Date Posted: September 6 2013

Multiemployer pension plans such as those that cover the building trades are healthier since the depths of the Great Recession, but have a ways to go before they rebound to levels from five or six years ago.

So says Segal Consulting, which recently released a report on the “Zone Status” of multiemployer plans. So-called “green zone” plans – more than 80 percent funded – decreased slightly from 62 percent in 2012 to 61 percent this year. But the percentage is up significantly from 54 percent in 2010 and 34 percent in 2009. The high water mark in recent years was Jan. 1, 2008, when 83 percent of plans were in the green zone.

“Specific rehabilitation efforts by trustees as well as improved investment performance in 2012 were key reasons for the long-term improvement,” said David Blumenstein, Segal’s senior vice president and national multiemployer market director.

The average Taft-Hartley pension fund annualized investment return from 2009 to 2012 was 13.4 percent, significantly exceeding multiemployer plan investment return assumptions. The Segal report said the construction industry has the greatest percentage of plans in the green zone, with the entertainment industry close behind.

Segal said 11 percent of multiemployer plans were in the yellow zone, a number unchanged from 2012 to 2013. For troubled red zone plans, those under 65 percent funded, Segal said the percentage ticked up from 27 percent last year to 28 percent in 2013.

Randy DeFrehn, executive director of the National Coordinating Committee for Multiemployer Plans, told delegates to the Michigan Building and Construction Trades Council last month that “our plans remain one of the shining features of collective bargaining since World War II.”

He said there will be a bill introduced into Congress in the next few months that will change accounting rules and other changes to help multiemployer plans stay healthy in the future.

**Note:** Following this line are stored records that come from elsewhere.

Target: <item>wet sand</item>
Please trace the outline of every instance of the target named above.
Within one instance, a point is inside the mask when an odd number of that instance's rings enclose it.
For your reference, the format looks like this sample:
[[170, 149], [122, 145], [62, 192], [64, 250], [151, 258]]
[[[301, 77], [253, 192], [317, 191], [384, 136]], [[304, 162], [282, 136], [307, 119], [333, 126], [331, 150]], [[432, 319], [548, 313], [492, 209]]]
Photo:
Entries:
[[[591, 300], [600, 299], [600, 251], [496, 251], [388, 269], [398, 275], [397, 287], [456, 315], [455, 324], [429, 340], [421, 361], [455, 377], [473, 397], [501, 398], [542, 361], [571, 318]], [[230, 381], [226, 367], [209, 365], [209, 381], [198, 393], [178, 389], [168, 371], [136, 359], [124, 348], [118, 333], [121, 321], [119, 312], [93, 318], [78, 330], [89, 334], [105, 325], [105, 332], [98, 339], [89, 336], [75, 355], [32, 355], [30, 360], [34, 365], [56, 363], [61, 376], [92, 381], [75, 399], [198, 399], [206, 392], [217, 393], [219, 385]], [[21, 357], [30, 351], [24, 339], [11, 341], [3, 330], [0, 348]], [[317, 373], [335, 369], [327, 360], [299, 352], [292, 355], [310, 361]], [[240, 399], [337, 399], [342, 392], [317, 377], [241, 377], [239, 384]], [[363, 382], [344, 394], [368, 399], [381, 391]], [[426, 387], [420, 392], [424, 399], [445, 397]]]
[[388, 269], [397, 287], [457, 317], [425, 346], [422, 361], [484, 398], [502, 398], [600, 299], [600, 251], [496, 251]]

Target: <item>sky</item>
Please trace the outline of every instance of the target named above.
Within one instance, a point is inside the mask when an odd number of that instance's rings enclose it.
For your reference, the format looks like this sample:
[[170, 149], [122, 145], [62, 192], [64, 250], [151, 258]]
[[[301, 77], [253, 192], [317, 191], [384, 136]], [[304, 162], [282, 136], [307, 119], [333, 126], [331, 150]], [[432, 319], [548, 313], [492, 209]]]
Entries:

Part of the proposal Congress will consider is a plan developed by representatives from labor and management. It would make allowances to help new employers enter into multiemployer plans without putting them on the hook for past pension obligations that their company was not involved in. One huge Teamster pension plan, especially, could use such relief.

“We have models that will help you recruit new employers to the system,” DeFrehn said. The changes would help keep troubled multiemployer plans from seeking a taxpayer bailout. “We need this relief. When you’re in a hole, stop digging,” DeFrehn said.

The construction industry has the greatest percentage of plans in the green zone, with the entertainment industry close behind.